‘Marijuana refugees’ are uprooting their lives and moving to Colorado, California and Oregon to legally use cannabis to treat their children’s health conditions

Families are moving to Colorado, California and Oregon to treat their children’s health conditions.

According to the Guardian, people are even immigrating to the U.S. in order to treat disorders associated with seizures for their children when marijuana is outlawed in their home nation and are deemed “international marijuana refugees”.

The paper noted in one case, two year-old Tristan Forde and his mother moved 4,000 miles from Dunmanway, Ireland, to access legal medical marijuana in Aurora, Colorado. Tristan Forde used to experience as many as 20 seizures a day. The two-year-old has Dravet Syndrome, a rare form of epilepsy, and was forced to constantly wear a helmet – suffering seizures so frequently that his three-year-old brother would automatically go to the freezer and get an ice pack every time Forde had an attack. After treatment, Tristan went from as many as 20 seizures a day, to none—but the pair will have to leave the U.S. by the end of the year, when their visas expire.

Everything changed, however, when Forde began medical cannabis treatment last year. He went months without suffering a single seizure, said Yvonne Cahalane, Forde’s mother. “For the first time, it looked like there was a sparkle in his eyes. It sounds corny, but he just looked so much brighter.”

They’ll have to return to Ireland where the medicine that changed her son’s life is considered an illegal drug.

“We’re not going to choose the option of being criminals with this in Ireland,” said Cahalane, 34, whose husband stayed behind in Ireland for work. “We don’t want to do things illegally, and we don’t want to do it without a doctor.”

There’s no data on how many families have relocated from outside of the US to states such as Colorado, California and Oregon that have long permitted medical cannabis, which remains illegal at the federal level. But anecdotally, pot advocates say they know of a number of international families who have traveled to the US to try medical marijuana – with some deciding to permanently relocate after observing positive impacts.

Many parents, like Cahalane, choose Colorado because of the state’s reputation and the presence of reputable doctors and advocacy groups. And even if there are underground ways for families to access cannabis medicine in their hometowns, many parents are reluctant for fear of losing custody of their children if they get caught.

Many families who swear by cannabis treatments say they moved because they had exhausted all other options and tried so many prescription medications that did nothing or made conditions worse.

One woman, who moved from the UK to Colorado and then California, said cannabis treatment for her 10-year-old daughter, who suffers from a neurological disorder, saved the girl from a life of “excruciating pain”.

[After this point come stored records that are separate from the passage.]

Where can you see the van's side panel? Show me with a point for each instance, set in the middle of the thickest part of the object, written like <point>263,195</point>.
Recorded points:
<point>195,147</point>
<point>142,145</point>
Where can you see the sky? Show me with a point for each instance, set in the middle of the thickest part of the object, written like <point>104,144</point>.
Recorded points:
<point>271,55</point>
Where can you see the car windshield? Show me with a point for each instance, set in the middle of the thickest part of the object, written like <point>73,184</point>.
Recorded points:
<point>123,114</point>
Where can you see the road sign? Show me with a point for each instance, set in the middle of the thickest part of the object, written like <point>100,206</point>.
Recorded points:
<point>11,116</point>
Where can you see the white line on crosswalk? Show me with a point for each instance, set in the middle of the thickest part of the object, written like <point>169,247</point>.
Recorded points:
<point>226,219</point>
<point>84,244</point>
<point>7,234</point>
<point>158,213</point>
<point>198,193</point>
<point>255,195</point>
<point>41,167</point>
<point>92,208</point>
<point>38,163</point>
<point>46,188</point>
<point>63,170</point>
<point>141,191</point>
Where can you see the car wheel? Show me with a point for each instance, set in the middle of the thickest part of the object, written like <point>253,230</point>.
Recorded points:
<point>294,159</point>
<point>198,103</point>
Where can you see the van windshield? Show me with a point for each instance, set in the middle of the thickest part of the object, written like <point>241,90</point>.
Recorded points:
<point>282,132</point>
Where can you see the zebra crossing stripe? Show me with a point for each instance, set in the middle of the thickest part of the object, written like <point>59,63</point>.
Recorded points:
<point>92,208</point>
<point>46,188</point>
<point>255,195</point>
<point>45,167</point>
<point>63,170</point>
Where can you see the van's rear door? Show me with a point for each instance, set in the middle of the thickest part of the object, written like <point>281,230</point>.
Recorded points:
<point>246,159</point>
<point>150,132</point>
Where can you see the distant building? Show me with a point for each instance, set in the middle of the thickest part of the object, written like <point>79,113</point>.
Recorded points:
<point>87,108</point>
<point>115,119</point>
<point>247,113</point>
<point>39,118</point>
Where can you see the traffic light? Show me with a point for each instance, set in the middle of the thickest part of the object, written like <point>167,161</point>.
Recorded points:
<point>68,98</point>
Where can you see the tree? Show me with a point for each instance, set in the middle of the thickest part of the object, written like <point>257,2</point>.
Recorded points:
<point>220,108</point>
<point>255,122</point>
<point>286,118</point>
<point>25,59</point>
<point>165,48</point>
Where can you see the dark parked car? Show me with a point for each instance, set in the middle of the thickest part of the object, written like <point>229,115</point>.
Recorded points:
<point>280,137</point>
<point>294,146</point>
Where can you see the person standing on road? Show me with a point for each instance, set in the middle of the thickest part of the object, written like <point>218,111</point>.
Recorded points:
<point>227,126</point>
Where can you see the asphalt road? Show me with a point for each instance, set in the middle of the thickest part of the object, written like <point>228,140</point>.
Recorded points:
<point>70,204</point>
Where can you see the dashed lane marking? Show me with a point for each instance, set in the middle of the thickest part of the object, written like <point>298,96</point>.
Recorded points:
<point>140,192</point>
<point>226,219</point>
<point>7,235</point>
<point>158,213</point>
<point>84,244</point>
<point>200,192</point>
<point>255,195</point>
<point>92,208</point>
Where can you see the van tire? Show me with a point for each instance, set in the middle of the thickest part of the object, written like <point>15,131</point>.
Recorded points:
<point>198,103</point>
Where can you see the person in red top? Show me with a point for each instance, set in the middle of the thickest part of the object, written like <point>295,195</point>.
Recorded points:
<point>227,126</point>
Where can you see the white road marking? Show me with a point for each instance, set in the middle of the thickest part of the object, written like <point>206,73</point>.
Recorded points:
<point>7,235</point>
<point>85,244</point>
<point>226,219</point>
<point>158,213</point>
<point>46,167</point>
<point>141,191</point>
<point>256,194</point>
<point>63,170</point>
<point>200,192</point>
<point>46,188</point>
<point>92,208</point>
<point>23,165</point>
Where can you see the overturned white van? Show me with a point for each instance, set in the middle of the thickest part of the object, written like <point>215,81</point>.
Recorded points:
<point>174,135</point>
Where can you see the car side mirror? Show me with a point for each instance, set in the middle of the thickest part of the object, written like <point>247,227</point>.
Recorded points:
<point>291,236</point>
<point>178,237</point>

“She now lives a completely functional normal life,” said the mother, who requested anonymity so that she would not jeopardize an ongoing immigration case. She said she’s not returning home until she can legally give her daughter cannabis. “We’re British. We want to go home eventually.”

Cahalane, who launched a petition now backed by more than 8,000 people, has been speaking out in hopes that her son’s story will pressure Ireland to change its laws and allow her to return home with Forde and his medicine.

“He is just doing so well,” Cahalane said, adding that she suspects more states and countries will eventually follow in the footsteps of Colorado. “It will happen in Ireland. I just hope they realize it before more children suffer needlessly.”